Abstract

An oil-soluble pH-degradable nonionic surfactant with poly(ethylene glycol) monomethyl ether as the hydrophile and a cyclic ketal as the hydrophobe was synthesized for use in microemulsion-based protein extraction. The surfactant solubilized water in isooctane. Dynamic light-scattering measurements showed formation of fairly monodisperse water-in-oil microemulsions of radii 4−6 nm, with very strong intermicellar attractive interactions. The ternary phase diagram for the system surfactant/water/isooctane at 23 °C consists of one-, two-, and three-phase regions as well as gel-like phases. The well-known “fish” pattern occurred for the phase diagram of temperature vs surfactant concentration at a fixed ratio of water-to-oil (1/1 g/g).

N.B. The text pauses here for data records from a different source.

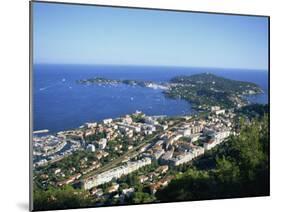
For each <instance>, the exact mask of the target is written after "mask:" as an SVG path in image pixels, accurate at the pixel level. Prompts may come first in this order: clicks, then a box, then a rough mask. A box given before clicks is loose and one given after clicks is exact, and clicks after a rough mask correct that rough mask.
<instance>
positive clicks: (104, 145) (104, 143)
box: [96, 138, 107, 149]
mask: <svg viewBox="0 0 281 212" xmlns="http://www.w3.org/2000/svg"><path fill="white" fill-rule="evenodd" d="M96 144H97V146H98V149H104V148H105V147H106V144H107V139H106V138H102V139H100V140H99V141H96Z"/></svg>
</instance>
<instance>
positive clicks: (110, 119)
mask: <svg viewBox="0 0 281 212" xmlns="http://www.w3.org/2000/svg"><path fill="white" fill-rule="evenodd" d="M111 122H112V119H104V120H103V123H104V124H110V123H111Z"/></svg>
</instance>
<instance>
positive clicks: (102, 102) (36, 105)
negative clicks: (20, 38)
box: [33, 65, 268, 132]
mask: <svg viewBox="0 0 281 212" xmlns="http://www.w3.org/2000/svg"><path fill="white" fill-rule="evenodd" d="M202 72H212V73H215V74H217V75H220V76H223V77H227V78H230V79H234V80H242V81H249V82H254V83H257V84H259V85H260V86H261V87H262V88H263V89H264V91H265V93H264V94H261V95H257V96H254V97H251V98H249V99H250V101H252V102H258V103H267V102H268V95H267V93H268V90H267V87H268V84H267V83H268V77H267V72H262V71H253V70H251V71H250V70H249V71H245V70H244V71H243V70H230V69H229V70H225V69H224V70H223V69H206V68H172V67H139V66H86V65H35V66H34V72H33V79H34V81H33V83H34V84H33V85H34V89H33V101H34V130H40V129H49V130H50V131H51V132H57V131H60V130H65V129H71V128H76V127H79V126H80V125H82V124H83V123H85V122H89V121H100V120H102V119H105V118H111V117H112V118H115V117H120V116H122V115H125V114H128V113H133V112H135V111H136V110H141V111H143V112H144V113H146V114H148V115H162V114H165V115H183V114H191V113H194V112H195V111H193V110H192V109H191V105H190V104H189V103H188V102H186V101H184V100H173V99H168V98H165V97H164V95H163V94H162V91H161V90H154V89H149V88H142V87H137V86H136V87H132V86H126V85H117V86H114V87H113V86H98V85H80V84H77V83H76V80H79V79H86V78H89V77H96V76H100V77H107V78H110V79H137V80H153V81H159V82H164V81H168V80H169V79H171V78H172V77H174V76H177V75H183V74H185V75H191V74H195V73H202Z"/></svg>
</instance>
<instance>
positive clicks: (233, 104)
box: [77, 73, 263, 110]
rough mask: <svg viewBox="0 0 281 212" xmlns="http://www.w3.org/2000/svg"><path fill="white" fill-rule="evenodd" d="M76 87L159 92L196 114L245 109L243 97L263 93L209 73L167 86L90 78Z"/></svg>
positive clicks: (117, 80) (129, 80) (124, 80)
mask: <svg viewBox="0 0 281 212" xmlns="http://www.w3.org/2000/svg"><path fill="white" fill-rule="evenodd" d="M77 83H79V84H88V85H89V84H99V85H117V84H125V85H129V86H141V87H147V88H153V89H162V90H163V93H164V94H165V95H166V96H167V97H169V98H174V99H178V98H179V99H184V100H187V101H189V102H190V103H191V104H192V106H193V107H194V108H195V109H197V110H210V109H211V107H212V106H220V107H224V108H232V107H241V106H245V105H247V104H248V101H247V99H246V98H245V97H246V96H248V95H256V94H260V93H262V92H263V90H262V89H261V88H260V87H259V86H258V85H257V84H255V83H252V82H243V81H237V80H231V79H226V78H223V77H220V76H217V75H214V74H211V73H201V74H195V75H190V76H186V75H184V76H176V77H174V78H172V79H170V80H169V81H168V82H153V81H143V80H128V79H126V80H117V79H107V78H103V77H94V78H89V79H83V80H78V81H77Z"/></svg>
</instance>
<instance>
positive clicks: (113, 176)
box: [82, 158, 151, 190]
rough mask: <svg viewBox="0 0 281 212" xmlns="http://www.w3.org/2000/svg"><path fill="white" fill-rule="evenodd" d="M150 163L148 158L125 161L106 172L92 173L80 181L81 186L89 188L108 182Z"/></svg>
mask: <svg viewBox="0 0 281 212" xmlns="http://www.w3.org/2000/svg"><path fill="white" fill-rule="evenodd" d="M149 164H151V159H150V158H143V159H141V160H137V161H133V162H127V163H126V164H125V165H122V166H118V167H116V168H113V169H110V170H108V171H106V172H102V173H100V174H98V175H94V176H92V177H90V178H87V179H85V180H84V181H83V182H82V185H83V188H84V189H85V190H89V189H91V188H93V187H96V186H98V185H102V184H104V183H108V182H110V181H111V180H113V179H118V178H120V177H121V176H123V175H127V174H129V173H131V172H133V171H136V170H138V169H139V168H141V167H143V166H146V165H149Z"/></svg>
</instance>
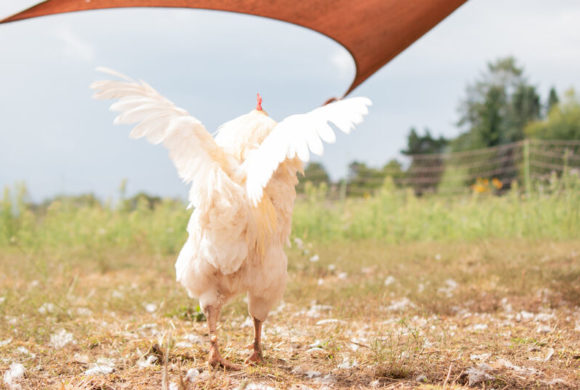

The surfactant remained stable at neutral pH for several days but degraded rapidly when a mildly acidic phosphate buffer (pH = 5) was encapsulated in the water-in-oil microemulsion solution. Degradation occurred more rapidly when the microemulsion solution was brought in contact with an equal volume of pH 5 buffer solution in the presence of agitation. The encapsulation of protein (lysozyme) and its subsequent release upon contact with pH 5 buffer were observed, with 70% recovery of lysozyme mass in 0.5 h and 90% recovery in 1.0 h. The specific activity of the recovered lysozyme was within 90.4 ± 4.0% of the value for untreated lysozyme.